The act goes on to say any payment system or clearing house with less than 51% of the equity held by an Indian bank requires authorization to operate in India. Much the rest of this 14 page Act, gives RBI all sorts of authority over all aspects of payment processing in India, as well as the rights to enter and inspect with or without notice and access to all financial and customer data upon request.

The most important factor here is RBI has the right to make policies almost on demand (in concordance with this Act) for all things involving payment processing. They have exercised this authority numerous times. This is what caused the PayPal in India fiasco, and also what caused Neteller to stop issuing Neteller plus cards, and EntroPay to stop issuing Plastic MasterCard branded debit cards. So in short, RBI has the full right to instruct banks to decline or refuse and payments or deposits involving any particular payment processor, e-wallet or clearing house. While they seem more concerned with going after businesses and freelancers who might be evading tax, should they in the future decide to go after gambling processors, the legal framework and authority for them to do so already exists. Again to be clear, at the current time this does not seem to be a priority for them.

Internet Service Providers (ISPs)

On 14 April 2011, the Gazette of India published the Information Technology (Intermediaries guidelines) Rules, 2011. This legal document is issued under authority granted in Information Technology Act, 2000. In short this act instructs Internet Service Providers and Website Hosts, to block access to certain types of websites and content. While the majority of this is for areas of National Security, things that would shine India in an improper light, things that are blasphemous, illegal, pornographic etc., Section 2 item B includes anything “relating or encouraging money laundering or gambling”.
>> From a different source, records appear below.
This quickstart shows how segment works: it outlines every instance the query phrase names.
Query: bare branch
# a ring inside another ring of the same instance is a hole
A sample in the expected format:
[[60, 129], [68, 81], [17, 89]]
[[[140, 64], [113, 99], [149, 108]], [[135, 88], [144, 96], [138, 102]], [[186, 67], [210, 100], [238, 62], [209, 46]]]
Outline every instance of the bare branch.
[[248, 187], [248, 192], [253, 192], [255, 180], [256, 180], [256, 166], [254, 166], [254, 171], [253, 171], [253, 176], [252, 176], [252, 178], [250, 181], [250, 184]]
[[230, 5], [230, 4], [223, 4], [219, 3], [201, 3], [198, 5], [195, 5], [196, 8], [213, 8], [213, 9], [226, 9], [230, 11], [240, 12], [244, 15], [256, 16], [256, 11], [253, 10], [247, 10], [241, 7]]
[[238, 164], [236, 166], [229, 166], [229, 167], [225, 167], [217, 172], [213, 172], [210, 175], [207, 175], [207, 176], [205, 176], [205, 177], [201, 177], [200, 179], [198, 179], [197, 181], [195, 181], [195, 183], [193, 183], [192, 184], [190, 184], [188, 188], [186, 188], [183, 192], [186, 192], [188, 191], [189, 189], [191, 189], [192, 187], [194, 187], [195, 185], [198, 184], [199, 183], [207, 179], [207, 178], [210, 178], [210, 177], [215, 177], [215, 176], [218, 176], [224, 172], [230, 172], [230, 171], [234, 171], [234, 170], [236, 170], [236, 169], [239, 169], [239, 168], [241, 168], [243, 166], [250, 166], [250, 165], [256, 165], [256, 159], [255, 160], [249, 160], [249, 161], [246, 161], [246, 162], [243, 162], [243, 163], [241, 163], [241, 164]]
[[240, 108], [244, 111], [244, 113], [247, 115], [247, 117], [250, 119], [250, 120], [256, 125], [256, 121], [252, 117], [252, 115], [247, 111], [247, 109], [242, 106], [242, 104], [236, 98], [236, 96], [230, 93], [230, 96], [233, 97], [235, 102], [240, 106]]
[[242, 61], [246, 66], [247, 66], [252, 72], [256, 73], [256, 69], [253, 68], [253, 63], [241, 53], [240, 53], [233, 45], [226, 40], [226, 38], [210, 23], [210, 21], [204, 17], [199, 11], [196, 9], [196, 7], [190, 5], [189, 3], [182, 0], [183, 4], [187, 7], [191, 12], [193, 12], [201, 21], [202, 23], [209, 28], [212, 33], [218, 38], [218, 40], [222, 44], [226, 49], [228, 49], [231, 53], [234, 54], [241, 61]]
The addition of gambling to the IT Act of 2000 is in conflict where much the rest of India is headed. Again, the Sikkim Government has legalized sports betting and casino gambling, Goa has legal casinos, and 13 states have legalized lottery. Even Mr. Haroon Lorgat, the CEO of the International Cricket Council (ICC), has urged Indian officials to make cricket betting sites legal, as he feels this is the best way to prevent corruption and match fixing in the sport. So while the push for legal gambling in India is strong and has made some progress, the Central Government is still taking action in an attempt to make it more difficult.


There is a huge potential for the gambling industry of India, though much of the market falls today in illegal domain. It is necessary to project the income and employment potentials and future prospects of this industry in India .There are divergent views amongst policy makers on gambling. It can be betting on sports, political outcomes or wars, films, weather or on celebrities. Transparency and counter-party guarantees can bring the illegal market into the legal ambit. This segment can primarily cater to the upper middle and rich class of Indian society. But today's laws address neither the economic nor the social costs. The development of a gambling industry in India requires a three-pronged strategy: reforming the existing gambling (lottery, horse racing) market and legalizing the present illegal market (introducing new products), while introducing stringent and over-arching regulations. India can have regulations to ensure transparency and fair play in the gambling business and also address the social costs associated with gambling.